Charmed Life: The Phenomenal World of Philip Sassoon - Damian Collins
Non-Fiction
Pages: 400

If ever a man lived the 'Downton Abbey' ideal life of the rich and glamorous, that man was Philip Sassoon, a man with beautiful houses and luxury estates, private planes, paintings and antiques, with all the world his for the asking price. He was also something of an outsider - permanently single, potentially gay, with an Oriental exoticism from his Middle Eastern Jewish roots - who simultaneously cultivated the most elevated of social circles, operating at the very heart of the social and political elite. He was friends with royalties and celebrities, Prime Ministers and diplomats, artists and athletes, his various homes the centre of a vibrant and colourful social set that has come to epitomise the decadence and glamour of the interwar years.

But it wasn't all luxury and aesthetics. Sassoon served as MP for Hythe for almost his entire adult life, inheriting the seat from his father in his youth. Sassoon fought in the First World War, albeit not in the trenches but as Douglas Haig's right-hand man, a position he also filled with David Lloyd George in the immediate post-war years. He was Minister for Air and whilst serving his government loyally also supported Churchill in his opposite campaign to increase military spending, agreeing with Churchill's wilderness position of warning against the growing Nazi threat.

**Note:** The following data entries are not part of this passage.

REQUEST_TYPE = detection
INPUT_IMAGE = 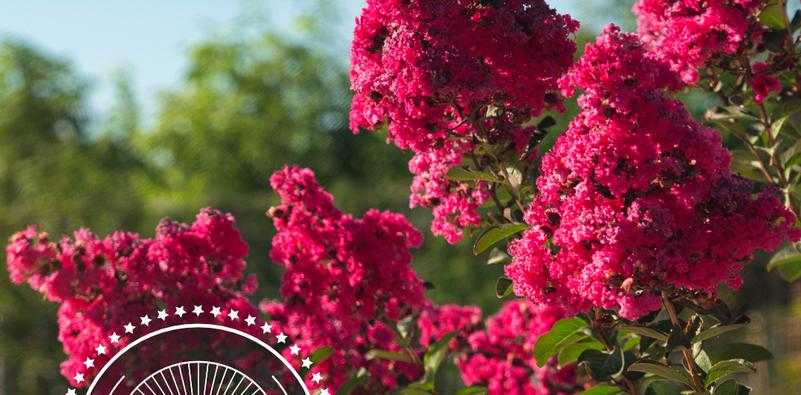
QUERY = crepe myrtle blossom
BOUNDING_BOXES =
[261,167,431,393]
[634,0,765,84]
[506,25,799,319]
[6,209,257,385]
[418,300,583,395]
[350,0,578,243]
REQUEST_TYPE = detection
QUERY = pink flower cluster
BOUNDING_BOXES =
[418,301,582,395]
[351,0,578,243]
[262,167,430,393]
[634,0,765,84]
[506,26,799,319]
[6,209,256,385]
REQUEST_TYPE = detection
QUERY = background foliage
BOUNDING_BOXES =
[0,1,801,395]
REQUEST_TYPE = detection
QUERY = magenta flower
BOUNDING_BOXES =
[506,26,799,319]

All things considered Sassoon was a man of mystery and romance, around whom swirled many of the pivotal figures of the time, all of which makes for a fascinating read. His life serves as a real prism in which to view the decade and wealth of the era. And yet there is almost a Sassoon-shaped hole at the centre of this book, because the man himself remains beyond reach. His life is well documented but there is little of the personal, the private, the intimate here. His loves and desires, his impulses, his motivations, his hopes, his regrets - all remain opaque. I'm not even entirely sure I can call this book a biography - one usually leaves a biography with more of a sense of the personal than is present here. In some ways this is almost more about the events and the people in which Sassoon was so intimately connected than it is about him. And yet at the same time, for a man so keen to cultivate important people and be of use to them, that seems strangely appropriate as well.